First, heat oil in a 3-quart saucepan over medium heat. Add the onion and cook about 5 minutes until tender.

Saute onions

Next, stir in crushed tomatoes, chicken broth, sugar, salt and pepper. Cover and simmer over medium-low heat for 15 minutes. Remove from heat and stir in the half-and-half and basil.

Soup in a pot with a wooden spoon, on the stove

Carefully pour half of the mixture into a blender; cover and blend on high speed for 30 seconds or until smooth (or don’t, if you like chunky soup!). Place the blended mixture in a bowl and repeat the blending step with the remaining half of the soup mixture.

Soup in a blender

Return the blended soup to the saucepan and heat over medium-low heat until heated through. Serve with Parmesan cheese for topping.

Creamy Tomato Basil Soup

Expert tip: Love soup as much as we do? Host a soup swap to stock up on new recipes and share your favorites!

The Details on Stew

Instant Pot® Beef Stew

Just thinking about stew gives us the warm fuzzy feelings inside. It’s the kind of food that sticks to your ribs, keeps you cozy like a big sweater on a chilly day and doesn’t take much to turn into a hearty, filling meal for the whole family.
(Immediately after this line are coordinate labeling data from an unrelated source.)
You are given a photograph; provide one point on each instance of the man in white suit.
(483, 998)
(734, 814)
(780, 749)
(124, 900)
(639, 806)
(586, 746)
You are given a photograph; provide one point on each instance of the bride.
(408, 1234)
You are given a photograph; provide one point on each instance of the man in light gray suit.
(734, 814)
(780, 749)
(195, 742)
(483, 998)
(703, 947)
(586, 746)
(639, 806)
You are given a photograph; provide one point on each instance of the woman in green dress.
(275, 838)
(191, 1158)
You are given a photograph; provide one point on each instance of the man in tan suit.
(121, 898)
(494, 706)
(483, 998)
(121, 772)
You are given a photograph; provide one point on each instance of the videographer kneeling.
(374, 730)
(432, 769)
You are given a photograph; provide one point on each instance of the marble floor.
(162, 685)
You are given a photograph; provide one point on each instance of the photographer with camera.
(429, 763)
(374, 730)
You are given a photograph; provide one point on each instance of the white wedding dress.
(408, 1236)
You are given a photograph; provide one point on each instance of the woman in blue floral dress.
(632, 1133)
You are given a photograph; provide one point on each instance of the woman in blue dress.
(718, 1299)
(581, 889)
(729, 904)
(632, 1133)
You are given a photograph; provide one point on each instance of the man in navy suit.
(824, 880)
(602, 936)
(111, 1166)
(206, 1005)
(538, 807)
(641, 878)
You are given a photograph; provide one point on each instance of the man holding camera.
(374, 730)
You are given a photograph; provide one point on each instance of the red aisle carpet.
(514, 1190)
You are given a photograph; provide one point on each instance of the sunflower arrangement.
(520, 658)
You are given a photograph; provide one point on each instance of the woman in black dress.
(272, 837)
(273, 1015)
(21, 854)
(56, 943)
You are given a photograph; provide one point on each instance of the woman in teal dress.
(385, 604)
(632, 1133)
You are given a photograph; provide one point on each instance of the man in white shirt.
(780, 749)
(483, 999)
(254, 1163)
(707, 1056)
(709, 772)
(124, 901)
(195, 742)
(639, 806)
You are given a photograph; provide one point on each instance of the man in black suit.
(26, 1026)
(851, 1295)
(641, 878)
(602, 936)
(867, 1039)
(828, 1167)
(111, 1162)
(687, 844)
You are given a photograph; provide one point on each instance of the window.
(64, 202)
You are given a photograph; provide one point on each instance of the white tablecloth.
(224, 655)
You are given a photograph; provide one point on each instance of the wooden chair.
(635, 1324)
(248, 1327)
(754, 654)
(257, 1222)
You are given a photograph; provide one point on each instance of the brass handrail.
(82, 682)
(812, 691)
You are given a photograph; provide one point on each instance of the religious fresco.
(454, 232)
Unlike soup, stew is defined more narrowly: It’s almost always served warm, tends to be thick with chunky with larger-cut ingredients and usually benefits from a longer cook time. A stew’s meat or vegetables are barely covered with cooking liquid (usually water, broth or stock, oftentimes enhanced by wine or beer for additional flavor) and, during cooking, the liquid reduces to a gravy-like base that is sometimes thickened by flour, cornstarch or a roux.

Like soup, stew can be made on the stove, in the slow cooker or in the Instant Pot®. It can be made just before serving, prepped and refrigerated ahead of time or frozen and stocked for whenever you need a cozy meal.

Stews can benefit from a secondary serving component—such as mashed potatoes, noodles or rice—but they also taste delightful on their own. In the case of our popular Dump-It Slow-Cooker Beef Stew, everything cooks in the slow cooker and preps in just 5 minutes so you can have a hearty bowl of yums with minimal effort.

What you’ll need:

  • 6-quart slow cooker
  • Wooden spoon or spatula
  • Small mixing bowl
  • Whisk or fork


  • 2 lb beef stew meat, chopped
  • 1 package (1.5 oz) beef stew seasoning mix
  • 1 bag (12 oz) frozen mixed vegetables (preferably with onions)
  • 14 oz baby yellow potatoes
  • 8 oz baby-cut carrots
  • 1 carton (32 oz) Progresso™ beef flavored broth
  • 1/4 cup all-purpose flour

First, spray slow cooker insert with cooking spray. In slow cooker, place the stew meat, beef stew seasoning mix, frozen vegetables, baby yellow potatoes, baby-cut carrots and beef broth. Stir to combine. Cover and cook everything on High heat 5 to 6 hours (or Low heat 8 to 10 hours).

Stew meat, mixed vegetables, baby yellow potatoes, seasoning, broth in a slow cooker

Before serving, transfer 1/2 cup of the stew broth into a small bowl and beat with flour, using whisk, until smooth. Pour back into the stew and stir until the mixture is thickened.

Whisk together broth and flour

Expert tip: Use prechopped beef stew meat from your local grocer or butcher for even less prep work!

Dump-It Slow-Cooker Beef Stew

Stew vs. Chowder

Easy Ham and Potato Corn Chowder

While we’re talking about all things we love to eat from a bowl, let’s discuss the difference between stew and chowder! Chowder is a type of soup or stew that’s often prepared with milk or cream and butter, and thickened with a roux, crackers or hard biscuits. Oftentimes they’re made with vegetables or seafood, but some of our favorite chowders are meat-based (such as our Easy Ham and Potato Corn Chowder). Chowders also feature chunky ingredients and a thicker, creamier texture more akin to stew than soup.